Horel Group#

John Horel group - MesoWest, TRAX/eBUS, etc.

This module contains classes and functions for working with the Horel group data in the CHPC UATAQ filesystem.

Module Attributes

HOREL_DIR

Horel group directory

UUTRAX_DIR

UUTRAX directory

UUTRAX_PILOT_DIR

UUTRAX pilot directory

PILOT_PHASE

Pilot phase time ranges for UUTRAX data

lvl_data_dirs

Data levels for UUTRAX data

column_mapping

Horel to UATAQ column mapping

Classes

HorelCSVFile(path, instrument)

Class for parsing CSV files from the Horel group.

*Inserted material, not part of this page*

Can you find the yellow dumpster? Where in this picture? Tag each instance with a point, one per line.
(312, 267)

HorelCSVFinalizedFile(path, instrument)

Class for parsing finalized CSV

HorelFile(path, instrument)

Abstract base class for Horel data files.

HorelGroup()

A class representing the Horel group data space in the CHPC UATAQ filesystem.

HorelH5File(path, instrument)

Class for parsing H5 files from the Horel group.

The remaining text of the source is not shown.